Each example is a small, runnable app. Clone the repo and look at the README in any of
these to see the exact diff output and the real generated Collection item for that
framework:

| Example | Framework | Input path |
|---|---|---|
| [`fastapi-basic/`](examples/fastapi-basic/) | FastAPI | code parsing |
| [`fastapi-openapi/`](examples/fastapi-openapi/) | FastAPI | OpenAPI spec |
| [`django-rest-framework/`](examples/django-rest-framework/) | Django REST Framework | OpenAPI |
| [`express-api/`](examples/express-api/) | Express | code parsing |
| [`nestjs-api/`](examples/nestjs-api/) | NestJS | OpenAPI |

## Configuration

Setup writes a `postman-mcp.json` to your project root. It's small, meant to be
committed, and never holds a secret directly, just a reference to where the key lives
(OS keychain, an env var, or a gitignored file).
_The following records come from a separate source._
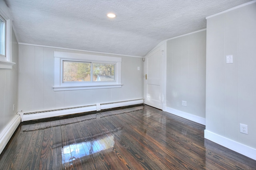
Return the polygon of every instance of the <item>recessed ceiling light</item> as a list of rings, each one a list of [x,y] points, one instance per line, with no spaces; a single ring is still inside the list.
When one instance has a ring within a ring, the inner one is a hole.
[[[116,17],[116,14],[114,13],[108,13],[107,16],[109,18],[113,18]]]

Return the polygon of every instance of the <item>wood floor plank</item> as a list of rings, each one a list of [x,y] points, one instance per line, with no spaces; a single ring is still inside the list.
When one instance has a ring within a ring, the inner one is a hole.
[[[26,153],[33,133],[31,129],[34,129],[34,124],[21,126],[20,133],[17,133],[19,136],[17,140],[10,145],[11,150],[7,155],[4,155],[2,157],[1,160],[2,158],[4,158],[4,162],[1,161],[2,169],[17,169],[20,168],[25,157],[22,156],[20,158],[19,156],[24,155]]]
[[[158,109],[92,113],[22,123],[0,169],[256,169],[256,160],[204,139],[205,126]]]
[[[45,126],[44,127],[44,133],[41,151],[39,169],[51,169],[53,162],[53,155],[50,143],[53,138],[52,132],[51,134],[51,122],[46,122]]]
[[[63,170],[64,168],[62,164],[63,146],[60,120],[52,121],[51,125],[52,127],[53,139],[50,140],[53,142],[53,144],[51,144],[51,147],[53,149],[53,159],[54,161],[52,164],[52,169]]]
[[[65,170],[74,169],[71,151],[68,139],[68,134],[66,133],[64,119],[60,120],[60,132],[62,139],[62,156],[63,168]]]
[[[28,149],[24,154],[27,158],[24,160],[22,169],[39,169],[45,124],[45,122],[36,124]]]
[[[107,168],[100,158],[99,153],[100,150],[94,142],[94,139],[98,136],[98,134],[94,134],[91,133],[90,128],[93,128],[93,127],[90,127],[88,126],[88,125],[90,122],[88,117],[88,116],[85,116],[81,118],[80,120],[86,119],[86,121],[80,121],[79,122],[80,127],[82,129],[82,131],[80,131],[80,135],[86,142],[83,143],[83,146],[87,155],[87,158],[90,161],[89,163],[91,165],[92,169],[106,169]],[[90,119],[91,118],[90,117]]]
[[[105,126],[102,125],[100,123],[100,119],[92,119],[92,123],[95,125],[96,129],[98,130],[102,136],[102,140],[104,141],[103,145],[105,147],[105,150],[108,152],[105,152],[106,159],[107,162],[109,162],[109,168],[110,169],[131,169],[130,165],[126,161],[125,157],[123,157],[122,154],[119,151],[119,150],[115,145],[114,133],[115,130],[107,128]],[[111,161],[110,161],[111,160]]]

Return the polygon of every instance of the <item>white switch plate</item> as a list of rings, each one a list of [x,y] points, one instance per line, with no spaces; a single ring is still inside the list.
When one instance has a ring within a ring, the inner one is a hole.
[[[226,56],[226,63],[227,64],[230,64],[233,63],[233,55],[229,55]]]
[[[182,104],[183,106],[187,106],[187,101],[184,101],[182,100]]]
[[[247,125],[240,123],[240,132],[246,134],[248,134],[248,127]]]

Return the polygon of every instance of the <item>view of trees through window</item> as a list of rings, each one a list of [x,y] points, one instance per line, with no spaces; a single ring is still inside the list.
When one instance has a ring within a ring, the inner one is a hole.
[[[90,82],[91,77],[93,81],[114,81],[115,66],[113,64],[63,61],[63,82]]]

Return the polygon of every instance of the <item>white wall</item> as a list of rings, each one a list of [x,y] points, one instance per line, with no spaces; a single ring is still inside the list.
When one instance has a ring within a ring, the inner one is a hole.
[[[12,33],[12,69],[0,69],[0,133],[16,115],[18,105],[18,47],[13,30]],[[16,106],[13,111],[13,105]]]
[[[207,19],[206,134],[221,145],[225,139],[256,149],[256,16],[254,3]]]
[[[167,41],[166,107],[171,113],[205,118],[206,51],[205,30]]]
[[[79,51],[20,45],[18,111],[24,112],[143,98],[142,59],[122,56],[121,88],[54,91],[54,51]],[[140,70],[138,67],[140,67]]]

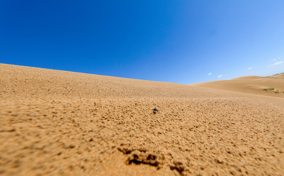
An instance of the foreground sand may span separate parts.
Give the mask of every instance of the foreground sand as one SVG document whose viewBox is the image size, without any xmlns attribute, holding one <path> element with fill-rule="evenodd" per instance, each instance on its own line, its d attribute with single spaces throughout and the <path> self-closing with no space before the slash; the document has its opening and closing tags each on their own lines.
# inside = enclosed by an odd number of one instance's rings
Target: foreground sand
<svg viewBox="0 0 284 176">
<path fill-rule="evenodd" d="M 0 175 L 281 176 L 284 105 L 0 64 Z"/>
</svg>

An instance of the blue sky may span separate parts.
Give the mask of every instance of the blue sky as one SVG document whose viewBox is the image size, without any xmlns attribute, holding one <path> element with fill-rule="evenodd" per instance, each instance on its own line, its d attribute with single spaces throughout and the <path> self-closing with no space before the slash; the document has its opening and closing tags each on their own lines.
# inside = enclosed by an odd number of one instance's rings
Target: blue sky
<svg viewBox="0 0 284 176">
<path fill-rule="evenodd" d="M 284 7 L 1 0 L 0 63 L 185 84 L 267 76 L 284 72 Z"/>
</svg>

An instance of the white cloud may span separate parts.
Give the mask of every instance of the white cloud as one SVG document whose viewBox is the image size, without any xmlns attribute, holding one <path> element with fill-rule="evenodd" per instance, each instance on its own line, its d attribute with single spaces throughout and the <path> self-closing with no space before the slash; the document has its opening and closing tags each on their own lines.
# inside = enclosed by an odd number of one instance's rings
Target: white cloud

See
[Configuration](https://logesh-works.github.io/postman-mcp/getting-started/configuration/)
for every field.

## Framework support

| Framework | OpenAPI path | Code-parsing fallback |
|---|---|---|
| FastAPI | yes (native `/openapi.json`) | yes, AST-based |
| NestJS | yes, with `@nestjs/swagger` | yes, heuristic (no TS AST) |
| Django REST Framework | yes, with `drf-spectacular` | yes, but not router-generated URLs yet |
| Express | no native spec support | yes, this is the primary path |

Details and the specific known limits for each are in the
[framework guides](https://logesh-works.github.io/postman-mcp/frameworks/fastapi/).

## Roadmap

`1.0.0` got the full kernel working end to end and feature-complete, plus the
Claude-guided `--prompt` layer. `1.1.0` (current) hardens the extraction pipeline against
real, messier codebases. `1.2.0` adds CI integration.
See [ROADMAP.md](ROADMAP.md) for the actual breakdown and what's explicitly out of scope.

## Contributing

```bash
git clone https://github.com/logesh-works/postman-mcp
cd postman-mcp
python -m venv .venv && pip install -e ".[dev]"
pytest --cov
```

See [CONTRIBUTING.md](CONTRIBUTING.md) and the
[Code of Conduct](CODE_OF_CONDUCT.md) before opening a PR.

## Security

Your Postman API key is stored by reference, never written into the repo, and every
write to Postman goes through the diff-confirm step described above. To report a
vulnerability, don't open a public issue, see [SECURITY.md](SECURITY.md) for how to
reach the maintainer privately.

## License

[MIT](LICENSE) © Logesh Kumar (logeshkumar.in).